The price on Midas’ head was a doozy, though. Truth be told, he was mighty proud of it. The larger the dollar sign, the larger the man. That’s what his granddaddy had always said. And Midas had earned it, too. Not in any pedestrian manner, mind you. Nothing so simple as the murder of man, woman, or child.

People up in Sacramento City still talked about it. How some rich rancher staying at a ritzy hotel by the river carved up a whore with the French chef’s best cutlery. Paiute Injun whore who had a real taste for brandy with a slice of summer peach, and the law still held him accountable, even though anyone who knew the Gerlach clan from Midas’ granddaddy on down damn well knew that the whole bunch of them couldn’t control their passions when the brandy had them by the balls. Peached or straight it did not matter.

But it wasn’t the cutting up part that had bothered the good citizens of Sacramento City. It was the simple fact that Midas (in the pixilated afterglow of a frolic similar to the one he’d just enjoyed with Lie) had sautéed the slut’s feet in the French chef’s best skillet, cooking her little toesies to a golden brown in a rich sauce of champagne and wild mushrooms and plenty of butter. When the hotel staff found him after the deed was done, sixty-two bones lay stripped clean on the hotel’s finest Staffordshire Blue china, and Midas was working his bicuspids with a toothpick. His disposition was later described as more than agreeable by the concierge, certainly polite despite a few discreet belches. In fact, everything seemed just fine and dandy until the hotel doorman peeked into the kitchen and confronted the untended remains of Midas’ gustatory extravaganza, at which point the hale and hearty Irishman promptly lost the half-pint of whiskey that had insulated him against the surprisingly intemperate June weather.

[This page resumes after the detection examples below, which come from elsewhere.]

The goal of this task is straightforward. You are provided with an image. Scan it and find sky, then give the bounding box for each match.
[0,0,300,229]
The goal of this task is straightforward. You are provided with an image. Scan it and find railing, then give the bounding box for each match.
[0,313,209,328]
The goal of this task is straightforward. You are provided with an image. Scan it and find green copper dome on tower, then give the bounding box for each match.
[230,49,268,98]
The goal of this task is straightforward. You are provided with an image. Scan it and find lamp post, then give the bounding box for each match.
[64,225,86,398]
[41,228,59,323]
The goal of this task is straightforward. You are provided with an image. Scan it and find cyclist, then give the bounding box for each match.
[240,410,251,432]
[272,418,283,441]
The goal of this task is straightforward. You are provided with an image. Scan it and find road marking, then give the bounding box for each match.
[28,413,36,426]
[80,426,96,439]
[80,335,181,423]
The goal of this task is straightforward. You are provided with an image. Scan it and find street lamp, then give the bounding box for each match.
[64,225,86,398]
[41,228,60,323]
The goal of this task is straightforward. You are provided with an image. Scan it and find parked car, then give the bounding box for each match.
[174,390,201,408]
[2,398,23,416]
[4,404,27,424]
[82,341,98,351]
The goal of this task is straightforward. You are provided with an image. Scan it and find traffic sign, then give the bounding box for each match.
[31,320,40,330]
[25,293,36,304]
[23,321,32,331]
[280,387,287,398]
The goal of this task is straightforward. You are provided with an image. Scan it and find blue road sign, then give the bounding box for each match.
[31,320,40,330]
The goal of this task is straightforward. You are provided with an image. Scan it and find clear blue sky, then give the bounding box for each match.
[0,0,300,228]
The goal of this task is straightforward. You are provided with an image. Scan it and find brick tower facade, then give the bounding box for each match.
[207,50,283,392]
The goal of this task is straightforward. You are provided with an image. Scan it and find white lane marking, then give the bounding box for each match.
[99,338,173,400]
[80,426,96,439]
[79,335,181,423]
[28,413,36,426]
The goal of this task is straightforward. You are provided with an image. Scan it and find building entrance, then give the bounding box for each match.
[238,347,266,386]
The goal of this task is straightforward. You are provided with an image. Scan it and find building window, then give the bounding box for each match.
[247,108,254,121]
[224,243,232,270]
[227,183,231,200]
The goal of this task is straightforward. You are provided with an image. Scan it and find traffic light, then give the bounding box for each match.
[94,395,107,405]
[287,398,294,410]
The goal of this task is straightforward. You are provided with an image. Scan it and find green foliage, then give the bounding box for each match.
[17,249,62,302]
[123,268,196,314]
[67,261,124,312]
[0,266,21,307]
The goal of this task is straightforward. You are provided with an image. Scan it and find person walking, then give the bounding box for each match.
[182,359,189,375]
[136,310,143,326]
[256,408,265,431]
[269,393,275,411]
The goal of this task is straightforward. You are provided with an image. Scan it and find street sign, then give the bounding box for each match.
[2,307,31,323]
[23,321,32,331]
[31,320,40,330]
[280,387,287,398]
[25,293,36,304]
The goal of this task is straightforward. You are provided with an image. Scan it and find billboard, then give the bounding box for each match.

The Sacramento City papers played it up big. Said that Midas was worse than that Alferd Packer fellow out Colorado way, worse than the miserable wretches who called themselves the Donner Party. And then the gentlemen of the press got to embellishing the story, and pretty soon Midas found that he had consumed not only the whore’s feet but also the French chef’s privates — cooked up with a big mess of oysters was how the story went — and that little tale put the noblest son of the house of Gerlach off his feed for a full week. Such embellishments continued, each revelation helping to jack the bounty on Midas’ head to Tower of Babel proportions, until it got to the point where Diamond Jim Brady himself might get all wet in the mouth and strap on a gun, let alone some buck with a scarred Colt that had most-likely seen its last duty at Gettysburg.